A beautiful rich red marmalade/ jam, and perfect for the breakfast table, as well as baking and general cooking. I use a minimum amount of sugar but boil it for longer to get a thick but sharp marmalade.
For a sweeter tooth increase the sugar by 150g and decrease the boiling time slightly.
Strawberry and Orange Marmalade
- 1 kg Strawberries
- 1.3 kg granulated sugar
- 1 can Mamade
- Quarter the strawberries into a glass or stainless bowl.
- Sprinkle 800g sugar evenly over the strawberries and gently fold in to get an even coating. Cover the bowl and leave overnight to soak thoroughly.
- Gently tip the strawberries into a large pan and stir gently.

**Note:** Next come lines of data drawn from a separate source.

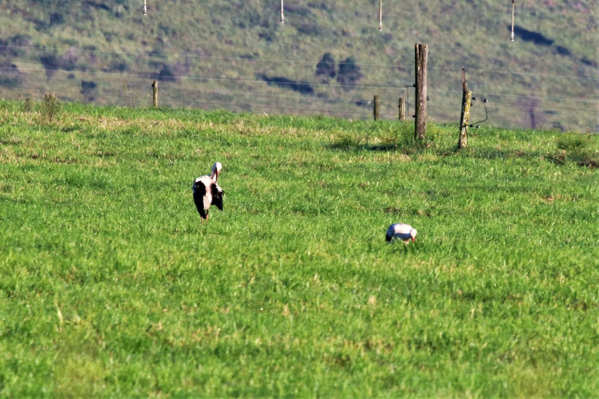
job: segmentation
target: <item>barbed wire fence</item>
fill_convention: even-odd
[[[0,50],[14,54],[46,51],[38,47],[10,45],[2,46]],[[32,57],[30,54],[28,57],[13,57],[10,64],[0,63],[0,97],[24,100],[41,98],[46,93],[53,93],[65,101],[150,106],[152,103],[151,84],[153,80],[157,80],[160,82],[160,106],[162,107],[223,108],[235,112],[366,119],[372,117],[372,99],[377,95],[380,99],[382,118],[398,118],[400,98],[407,99],[408,120],[413,112],[413,65],[356,62],[362,78],[348,86],[319,78],[314,73],[318,60],[171,54],[172,57],[182,60],[181,64],[202,63],[211,66],[201,75],[190,73],[191,68],[186,67],[182,67],[180,71],[164,74],[135,71],[135,68],[119,70],[118,68],[93,66],[81,62],[91,54],[94,57],[100,54],[108,57],[134,56],[138,60],[147,59],[150,63],[157,63],[161,60],[161,54],[116,53],[72,47],[55,51],[68,53],[70,58],[54,60],[53,65],[49,65],[36,60],[40,59],[38,54]],[[250,68],[250,64],[259,68]],[[234,65],[235,68],[232,68]],[[273,76],[267,76],[281,65],[291,66],[297,77],[280,78],[276,72],[272,72]],[[262,72],[254,75],[244,72],[254,69]],[[368,77],[374,74],[374,69],[388,71],[385,74],[389,78],[373,83]],[[599,78],[476,68],[468,68],[468,71],[469,85],[476,96],[488,100],[489,126],[599,131],[597,96]],[[433,121],[459,124],[461,73],[461,66],[429,66],[428,115]],[[515,93],[510,89],[514,86],[512,83],[524,77],[537,82],[549,81],[549,86],[554,87],[574,82],[589,88],[589,93],[585,96],[565,97],[558,91],[544,95]],[[490,80],[500,82],[500,87],[504,90],[488,89]],[[476,114],[477,109],[472,112]],[[483,110],[481,108],[479,112]]]

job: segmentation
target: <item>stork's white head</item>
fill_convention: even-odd
[[[218,181],[219,173],[220,173],[222,168],[223,166],[220,162],[214,162],[214,165],[212,165],[212,175],[211,177],[214,179],[214,181]]]

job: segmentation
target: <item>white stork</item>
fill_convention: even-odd
[[[199,215],[202,217],[202,222],[205,220],[208,220],[208,209],[210,205],[215,205],[223,210],[223,194],[225,191],[216,182],[222,167],[220,162],[215,162],[212,165],[212,172],[210,175],[201,176],[193,182],[193,202]]]
[[[394,223],[389,226],[385,239],[391,242],[393,239],[399,239],[407,245],[410,240],[414,242],[416,240],[416,234],[418,232],[409,224],[405,223]]]

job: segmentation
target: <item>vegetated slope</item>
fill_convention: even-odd
[[[145,16],[141,1],[8,0],[0,95],[145,105],[157,79],[168,106],[362,118],[379,95],[392,118],[398,97],[413,99],[413,46],[425,43],[434,120],[459,118],[465,66],[474,96],[490,100],[488,123],[595,130],[599,6],[517,2],[512,42],[504,2],[385,3],[379,32],[376,0],[286,2],[283,24],[279,4],[257,0],[149,1]],[[327,53],[334,75],[317,76]],[[340,74],[344,63],[359,74]]]
[[[58,105],[0,102],[3,396],[597,396],[599,136]]]

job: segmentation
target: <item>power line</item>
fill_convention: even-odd
[[[0,45],[0,47],[4,48],[26,48],[29,50],[37,50],[40,51],[44,51],[46,52],[49,52],[49,49],[39,47],[36,46],[20,46],[20,45]],[[89,50],[85,48],[79,48],[78,47],[55,47],[52,50],[63,50],[66,51],[75,51],[81,52],[89,52],[93,53],[100,53],[100,54],[116,54],[118,56],[128,56],[132,57],[139,57],[146,56],[148,57],[158,57],[161,58],[162,56],[161,54],[155,54],[153,52],[144,52],[144,53],[127,53],[127,52],[121,52],[121,51],[107,51],[98,50]],[[204,56],[204,55],[196,55],[196,54],[179,54],[174,53],[170,54],[171,57],[176,57],[179,58],[189,58],[189,59],[205,59],[211,60],[222,60],[227,61],[244,61],[247,62],[279,62],[279,63],[293,63],[293,64],[308,64],[310,66],[316,65],[317,63],[319,62],[319,60],[292,60],[292,59],[262,59],[262,58],[250,58],[248,57],[222,57],[216,56]],[[27,61],[22,61],[20,62],[26,63],[31,62]],[[401,65],[397,64],[389,64],[389,63],[359,63],[356,62],[356,65],[359,66],[378,66],[378,67],[385,67],[392,69],[396,69],[398,68],[404,68],[408,69],[410,69],[413,68],[413,65]],[[449,71],[461,71],[461,66],[428,66],[428,69],[441,69],[441,70],[449,70]],[[467,67],[469,72],[484,72],[484,73],[494,73],[494,74],[503,74],[507,75],[531,75],[537,77],[542,77],[546,78],[559,78],[561,79],[575,79],[580,80],[598,80],[599,81],[599,78],[594,77],[579,77],[571,75],[552,75],[549,74],[539,74],[536,72],[518,72],[514,71],[509,71],[506,69],[487,69],[483,68],[476,68],[472,67]]]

- Mix the Mamade and remaining 500g sugar together and gently add to the strawberries. Mixing well, gently heat the pan until the sugar is completely dissolved.
- Bring to the boil and turn down the heat slightly and stirring occasionally to prevent burning on the bottom of the pan, keep on a full simmer for about 20 minutes. Gradually bring the pan back to a rolling boil stirring occasionally and test for a set after 10 minutes, using a chilled saucer to test a sample teaspoonful. If it sets after a couple of minutes, then remove from the heat.The marmalade should reach setting point of 106℃.
- Leave the marmalade to cool and settle so the strawberries don't rise to the top when potted. Remove any scum from the surface with a large metal spoon and stir well to combine the fruits.
- Pour the marmalade into clean, warm sterilised jars and cover with waxed discs then lid tightly. Leave the jars upright to set, and store in a cool place.
For a luxury flavour which makes a lovely gift, add 2 tablespoons of Cointreau or Whisky to the pan halfway through the boiling process.
Do you add the water as well from the ma made can. Jay
I find there is sufficient liquid from the strawberries. I tend to make quite a thick marmalade so a small amount of water can be added if you prefer more of a compote consistency.